Enfin, il faut également souligner le manque de données sur le handicap dans certains domaines, comme par exemple le nombre d’enfants non scolarisés, faute de recensement de la population handicapée. Autant de constats qui, sans être exhaustifs, montrent que les engagements pris par la France en ratifiant la Convention restent encore, à de nombreux égards à concrétiser.

Quel bilan peut être tiré de l’examen de la France par le Comité des droits ?

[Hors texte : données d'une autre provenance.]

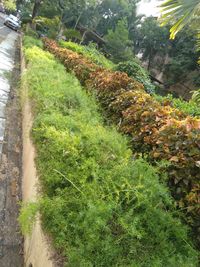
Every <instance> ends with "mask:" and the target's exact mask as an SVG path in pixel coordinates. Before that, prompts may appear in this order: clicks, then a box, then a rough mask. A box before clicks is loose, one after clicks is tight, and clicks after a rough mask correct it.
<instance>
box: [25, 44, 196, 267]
mask: <svg viewBox="0 0 200 267" xmlns="http://www.w3.org/2000/svg"><path fill="white" fill-rule="evenodd" d="M25 55H26V59H27V62H28V66H27V72H26V76H25V79H26V85H27V86H28V89H29V96H30V98H31V100H32V102H33V111H34V125H33V129H32V136H33V140H34V144H35V147H36V151H37V155H36V156H37V157H36V166H37V172H38V175H39V178H40V181H41V185H42V190H40V192H41V193H42V198H41V200H40V201H39V204H38V206H39V211H40V212H41V215H42V223H43V227H44V229H45V230H46V231H47V232H48V233H49V234H50V235H51V237H52V240H53V243H54V246H55V247H56V248H57V249H58V251H61V252H62V255H63V256H65V264H66V265H65V266H68V267H83V266H87V267H89V266H91V267H92V266H96V267H101V266H104V267H112V266H113V267H115V266H121V267H124V266H135V267H136V266H138V267H149V266H156V267H162V266H172V267H173V266H174V267H175V266H177V265H178V266H183V267H184V266H185V267H188V266H191V267H197V266H198V262H197V261H198V260H197V252H196V251H195V250H194V249H193V248H192V244H191V242H190V239H189V238H188V237H187V228H186V227H185V226H183V225H182V224H181V222H180V220H179V218H177V217H178V216H177V215H178V214H177V213H176V212H175V210H174V204H173V201H172V198H171V197H170V194H169V192H168V190H167V187H166V185H164V184H163V183H160V182H159V177H158V175H157V172H156V170H155V169H154V168H153V167H151V166H150V165H149V164H148V163H147V162H146V161H144V160H141V159H139V160H135V161H133V160H132V154H131V151H130V149H129V148H128V146H127V140H126V138H125V137H124V136H122V135H120V134H119V133H117V131H116V130H115V129H113V128H111V127H105V126H104V125H103V123H102V121H103V119H102V118H101V116H100V115H99V114H98V107H97V105H96V104H95V100H94V99H93V98H92V97H89V96H88V95H87V94H86V92H85V91H84V90H83V89H82V88H81V86H80V84H79V83H78V81H77V79H76V78H75V77H74V76H73V75H71V74H66V72H65V69H64V67H63V66H62V65H61V64H59V63H58V62H57V61H56V60H55V59H54V58H53V55H51V54H49V53H47V52H44V51H42V50H41V49H39V48H36V47H33V48H31V49H26V51H25ZM35 207H37V206H34V205H33V204H32V205H29V206H25V208H23V209H22V211H21V216H20V222H21V224H22V228H23V229H24V230H25V229H28V230H29V226H28V225H29V224H32V223H33V218H34V214H33V213H35V211H36V210H37V209H36V208H35Z"/></svg>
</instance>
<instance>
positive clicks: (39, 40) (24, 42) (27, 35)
mask: <svg viewBox="0 0 200 267" xmlns="http://www.w3.org/2000/svg"><path fill="white" fill-rule="evenodd" d="M23 46H24V47H25V48H32V47H33V46H38V47H40V48H43V43H42V41H41V40H39V39H35V38H34V37H32V36H29V35H25V36H24V37H23Z"/></svg>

L’examen de la France par le Comité des droits a permis d’éclairer le chemin qu’il reste à parcourir « pour garantir et promouvoir le plein exercice de tous les droits de l’homme et de toutes les libertés fondamentales de toutes les personnes handicapées sans discrimination d’aucune sorte fondée sur le handicap », comme la France s’y est engagée en ratifiant la Convention.

Le Défenseur des droits se réjouit de voir ses principales recommandations reprises par le Comité dans ses observations finales adressées à la France. En effet, dans la lignée de notre rapport parallèle, le Comité appelle notamment l’État français à :

• Revoir la législation et les politiques existantes relatives au handicap pour les harmoniser avec la Convention, notamment en transposant en droit interne le modèle du handicap fondé sur les droits de l’Homme ;
• Interdire la discrimination multiple et intersectionnelle fondée sur le handicap, et à adopter des stratégies pour éliminer ces discriminations ;
• Reconnaître le refus d’aménagement raisonnable comme une forme de discrimination dans tous les domaines de la vie ;
• Mettre en oeuvre l’accessibilité universelle, notamment en matière de logement et d’hébergement, de transports publics, d’espaces publics et de technologies numériques ;
• Réformer la réglementation de l’allocation adulte handicapée afin de séparer les revenus des personnes handicapées de ceux de leurs conjoints, et prendre des mesures pour assurer et promouvoir l’autonomie et l’indépendance des femmes handicapées vivant en couple ;
• Renforcer les ressources humaines, techniques et financières allouées au Défenseur des droits pour accomplir son mandat de suivi de la Convention.

Le Défenseur des droits appelle de ses voeux la transition inclusive voulue par la Convention et veillera, en lien avec les associations représentatives des personnes handicapées, à la mise en oeuvre effective des recommandations du Comité. Il conviendra, sur ce point, d’être particulièrement vigilant afin que la démarche inclusive engagée par la France ne se fasse pas au détriment des plus vulnérables et que des moyens suffisants et adaptés soient prévus pour répondre aux besoins de toutes les personnes quel que soit leur handicap.